Faul hariç sizi sınırlayan başka bir kaide olmadığından savunmada saldırmak serbesttir. Savunmanın kolay olduğuna inanırsak ve savunmayı sevdirirsek Türk basketbolu çok şey kazanır. Geçen gün bir Amerikan mecmuasında bir yazı okudum. Yazının başlığında (Antrenman sahasına en önce girip, daha saha boşken antrenmana ilk olarak savunma dirilleriyle çalışmaya başlayan oyuncu gördünüz mü?) suali vardı. Ardından cevabınızı biliyorum. Ben de görmedim yazılıydı.

Biz Türkiye’de savunmayı sevdirir önemini arttırırsak önümüz ne kadar açılır buna siz karar verin. Benim ilk dikkatimi çeken oyuncu Aliağa Petkim’li Barış Güney oldu. Barış, seneler sonra Aliağa’da point-guard oynamaya başlamış. 1,95 boyunda güçlü, çok süratli barış oyun kurucu tipi olarak ideal. Barış için geç olabilir.

Ama Barış bizim genç koçlar genç takımımızda en iyi oyuncunuzu Point-guard yapın tavsiyemizin en açık göstergesi. Türk basketbolunun Barış tipinde oyun kurucuları olunca bütün Avrupa yandı demektir. Barış Güney’le başlamışken, Barış Ermiş’le devam edelim. Barış Ermiş’in bu yıl kat ettiği mesafe korkunç. Banvit’in artık Türkiye’nin en güçlü takımlarından biri olduğunu bir kez daha gördük. Banvit’in gücünün temelinde Barış Ermiş var.

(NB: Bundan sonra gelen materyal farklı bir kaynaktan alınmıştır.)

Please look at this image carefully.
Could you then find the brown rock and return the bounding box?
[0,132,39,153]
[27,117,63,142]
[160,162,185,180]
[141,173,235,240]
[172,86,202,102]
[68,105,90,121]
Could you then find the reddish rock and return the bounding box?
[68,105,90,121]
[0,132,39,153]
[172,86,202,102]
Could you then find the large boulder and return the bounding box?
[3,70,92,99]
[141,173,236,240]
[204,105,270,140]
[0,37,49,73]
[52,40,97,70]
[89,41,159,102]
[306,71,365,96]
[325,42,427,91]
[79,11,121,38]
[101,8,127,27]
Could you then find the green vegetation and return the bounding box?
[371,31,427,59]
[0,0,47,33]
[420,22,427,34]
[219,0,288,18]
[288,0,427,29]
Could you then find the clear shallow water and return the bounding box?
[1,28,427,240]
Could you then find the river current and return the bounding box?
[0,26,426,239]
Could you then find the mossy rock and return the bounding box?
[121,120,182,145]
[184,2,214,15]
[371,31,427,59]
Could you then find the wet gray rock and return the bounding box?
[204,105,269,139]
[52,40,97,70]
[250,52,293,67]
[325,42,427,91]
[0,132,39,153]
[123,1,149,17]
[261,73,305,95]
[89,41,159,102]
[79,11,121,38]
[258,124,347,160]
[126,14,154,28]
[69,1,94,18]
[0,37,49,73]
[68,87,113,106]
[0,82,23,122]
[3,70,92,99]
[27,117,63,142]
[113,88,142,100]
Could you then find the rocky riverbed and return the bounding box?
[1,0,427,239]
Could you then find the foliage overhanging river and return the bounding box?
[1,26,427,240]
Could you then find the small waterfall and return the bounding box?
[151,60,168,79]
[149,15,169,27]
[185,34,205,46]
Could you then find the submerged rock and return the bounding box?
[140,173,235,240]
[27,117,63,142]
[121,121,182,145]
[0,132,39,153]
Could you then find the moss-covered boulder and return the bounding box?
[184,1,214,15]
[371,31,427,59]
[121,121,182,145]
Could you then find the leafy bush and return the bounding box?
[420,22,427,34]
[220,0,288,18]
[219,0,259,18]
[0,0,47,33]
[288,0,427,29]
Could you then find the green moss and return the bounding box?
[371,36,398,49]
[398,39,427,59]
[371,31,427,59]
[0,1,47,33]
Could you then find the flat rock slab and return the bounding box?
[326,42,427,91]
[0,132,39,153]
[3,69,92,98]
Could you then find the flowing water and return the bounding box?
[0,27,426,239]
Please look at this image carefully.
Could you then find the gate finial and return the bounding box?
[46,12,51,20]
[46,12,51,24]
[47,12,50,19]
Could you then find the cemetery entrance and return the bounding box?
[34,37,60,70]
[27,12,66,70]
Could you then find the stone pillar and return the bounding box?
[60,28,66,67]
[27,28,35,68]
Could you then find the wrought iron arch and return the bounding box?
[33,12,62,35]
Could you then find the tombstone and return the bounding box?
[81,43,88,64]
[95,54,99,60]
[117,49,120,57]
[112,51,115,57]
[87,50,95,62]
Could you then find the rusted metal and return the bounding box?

Barış Ermiş 2010 Dünya Şampiyonası’nda kadroya son dakikada girmiş ancak maçları yedek sırasında seyretmiştir. 2011-12 turnuvalarında milli takımda Barış Ermiş’i ilk 5′te görürsek ve çokta faydalı olursa kimse şaşırmasın. Biz cinliği bırakıp savaşçı olursa, Ender Arslan’ın da basketbolumuza çok faydalı olacağına inancımızdan yedek sırasında oturan Ender’den çok sık bahsetmiştik. Perasovic Ender’i oynatmayıp, Wichinevski’de karar kılmış. Bu karar Ufuk ve Ekrem’in katkılarıyla takımda birlik ve beraberlik arttıkça olumlu sonuçlar vermeye başlamıştı.

En son olarak takıma uyum sağlayan, savaşan Wichinevski de yollanıp yerine başka biri getirildi. Her şey yine karıştı. Taşlar yeniden yerine oturtulmak zorunda. Bu gerçekleşir mi, gerçekleşirse ne kadar zaman alır bilemiyoruz. Biz güçlü kadroya sahip Efes’in Türkiye’deki performansından çok EURO Lig’deki başarısının peşindeyiz.

Finalde tribünlerde sadece Türk bayrağı görmek istiyoruz. Bu yolda yine karşımıza Perasovic karşımıza koca bir sual işareti yerleştirdi. İnsanın aklına ister istemez, ‘Nedir bu yabancı koçlardan çektiğimiz?’ sorusu yerleşiyor. Son not Barış Güney gibi Cenk Akyol da ideal bir oyun kurucu modeli. Genç koçların olaya bu gözle bakmasını diliyoruz.